La voix des proches : un concert d’émotions

« Maestro… Mon Grand Architecte sonore… Je vous ai toujours vouvoyé. Par respect. Par admiration. Vous étiez le cœur invisible de tant de chansons… Celui qui, dans l’ombre, sculpte la lumière. Vous repreniez, encore et encore : ‘Refais. Encore. Respire. Trouve la note juste.’ Et quand vous disiez : ‘C’est bon’, on pouvait dormir tranquille. Vos orchestrations ont donné à ma musique une saveur divine, une ampleur nouvelle, une architecture céleste. Vous étiez un pont. Un passeur. Un bâtisseur d’harmonies. »

— Alpha Blondy

« Mon Patron, mon Maestro, celui sans qui rien n’aurait été possible. Merci d’avoir cru en moi. À jamais dans nos cœurs. »

— Aïcha Koné

« Tes arrangements n’étaient pas seulement de la musique — c’était une rencontre d’âmes, une vision partagée : faire dialoguer les cultures. Tu étais plus qu’un arrangeur. Tu étais un passeur, un bâtisseur de ponts invisibles. Ta musique ne s’éteindra pas. Elle continue de vivre en nous. »

— Afia Mala

« Sa touche unique résidait dans sa capacité à marier harmonieusement les sonorités traditionnelles africaines et les arrangements modernes. Mais au-delà de l’artiste accompli, il y avait le pédagogue. Il transmettait l’amour du travail bien fait, la discipline et le respect des racines. Sa transmission était une mission, presque un sacerdoce. »

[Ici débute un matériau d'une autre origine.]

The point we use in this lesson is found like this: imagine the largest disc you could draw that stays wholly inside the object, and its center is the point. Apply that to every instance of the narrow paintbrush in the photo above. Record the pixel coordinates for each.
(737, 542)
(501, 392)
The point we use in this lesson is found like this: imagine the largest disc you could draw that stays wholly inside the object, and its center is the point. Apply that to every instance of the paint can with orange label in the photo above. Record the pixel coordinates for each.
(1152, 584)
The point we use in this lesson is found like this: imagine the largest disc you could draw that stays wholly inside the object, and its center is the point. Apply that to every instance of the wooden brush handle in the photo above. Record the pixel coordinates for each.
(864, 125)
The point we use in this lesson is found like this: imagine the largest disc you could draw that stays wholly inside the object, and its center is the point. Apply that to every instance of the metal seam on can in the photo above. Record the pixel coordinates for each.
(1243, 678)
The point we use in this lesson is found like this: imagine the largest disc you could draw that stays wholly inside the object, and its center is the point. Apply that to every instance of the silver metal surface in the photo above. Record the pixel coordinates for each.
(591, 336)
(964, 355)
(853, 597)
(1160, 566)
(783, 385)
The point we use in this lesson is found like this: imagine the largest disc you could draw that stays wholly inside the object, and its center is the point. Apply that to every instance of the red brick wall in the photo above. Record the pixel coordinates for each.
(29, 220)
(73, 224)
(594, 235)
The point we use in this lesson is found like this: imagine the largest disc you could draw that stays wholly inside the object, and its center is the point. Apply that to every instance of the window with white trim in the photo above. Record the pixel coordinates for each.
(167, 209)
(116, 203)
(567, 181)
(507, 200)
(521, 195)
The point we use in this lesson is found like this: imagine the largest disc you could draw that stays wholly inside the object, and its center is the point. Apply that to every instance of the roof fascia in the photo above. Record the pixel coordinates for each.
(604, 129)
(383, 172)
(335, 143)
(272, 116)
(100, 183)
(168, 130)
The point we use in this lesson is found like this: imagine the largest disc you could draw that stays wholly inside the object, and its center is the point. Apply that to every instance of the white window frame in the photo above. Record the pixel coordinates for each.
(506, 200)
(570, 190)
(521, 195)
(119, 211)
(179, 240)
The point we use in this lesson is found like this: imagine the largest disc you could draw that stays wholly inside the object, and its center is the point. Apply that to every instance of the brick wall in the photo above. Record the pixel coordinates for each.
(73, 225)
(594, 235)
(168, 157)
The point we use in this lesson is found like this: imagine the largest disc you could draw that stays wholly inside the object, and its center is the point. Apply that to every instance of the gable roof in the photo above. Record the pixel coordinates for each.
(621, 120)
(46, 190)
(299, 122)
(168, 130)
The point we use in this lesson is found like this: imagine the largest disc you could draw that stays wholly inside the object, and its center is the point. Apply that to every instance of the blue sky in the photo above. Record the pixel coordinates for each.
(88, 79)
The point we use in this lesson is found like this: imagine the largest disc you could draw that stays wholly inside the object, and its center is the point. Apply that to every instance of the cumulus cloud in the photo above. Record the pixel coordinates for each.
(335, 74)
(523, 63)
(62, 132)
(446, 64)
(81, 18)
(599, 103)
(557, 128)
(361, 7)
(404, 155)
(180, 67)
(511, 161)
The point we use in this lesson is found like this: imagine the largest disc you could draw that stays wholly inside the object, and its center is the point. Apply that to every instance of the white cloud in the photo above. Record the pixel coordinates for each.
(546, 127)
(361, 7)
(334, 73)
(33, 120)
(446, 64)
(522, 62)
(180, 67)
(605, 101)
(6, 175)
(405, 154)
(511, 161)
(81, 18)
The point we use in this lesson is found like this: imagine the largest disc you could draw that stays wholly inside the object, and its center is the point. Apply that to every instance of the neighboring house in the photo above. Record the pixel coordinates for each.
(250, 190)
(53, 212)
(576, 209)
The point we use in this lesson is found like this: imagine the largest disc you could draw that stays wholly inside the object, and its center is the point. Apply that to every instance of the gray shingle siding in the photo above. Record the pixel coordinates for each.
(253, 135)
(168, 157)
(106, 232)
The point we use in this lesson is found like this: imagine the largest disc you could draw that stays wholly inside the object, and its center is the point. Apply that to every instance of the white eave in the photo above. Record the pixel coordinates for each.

— Françoise Remarck, ministre de la Culture ivoirienne

« Boncana est l’un des artisans des musiques modernes d’Afrique dont l’inspiration a nourri les Caraïbes. GRAND FRÈRE, que la terre te soit légère. Puisses-tu, avec ta maestria légendaire, dire aux ancêtres où nous en sommes dans ce respect de nos identités que tu as su sublimer. »

— Claudy Siar

« Un vibrant hommage te sera rendu pour mes 40 ans de carrière que tu as contribué à bâtir. Merci pour ces beaux tubes qui sont entrés dans l’histoire. »

— Gadji Celi

« Je suis resté littéralement scotché. Je venais de découvrir une autre forme de musique africaine. Sans que je m’en rende compte, j’ai commencé à consommer la musique africaine grâce à Boncana Maïga. »

— Alioune Ifra Ndiaye

Cheick Tidiane Seck résume l’émotion collective : « Un géant de la musique malienne et mondiale vient de nous quitter. »

L’éternel architecte

Lors des Kundé 2024 au Burkina Faso, flûte traversière à la main, Boncana Maïga avait envoûté le public, faisant résonner Rendez-vous ce soir chez Fatimata et Marietou comme une célébration vivante de la mémoire musicale africaine. Ce soir-là, le Premier ministre burkinabè lui remettait un Kundé d’honneur, consacrant un parcours d’exception.

Avec la disparition de Boncana Maïga, l’Afrique perd un architecte du son. Un homme qui, comme l’écrit si bien Alpha Blondy, « a posé la baguette, mais la symphonie continue. »

Repose en paix, Maestro. Ton œuvre, elle, demeure : vibrante, transcontinentale, éternelle.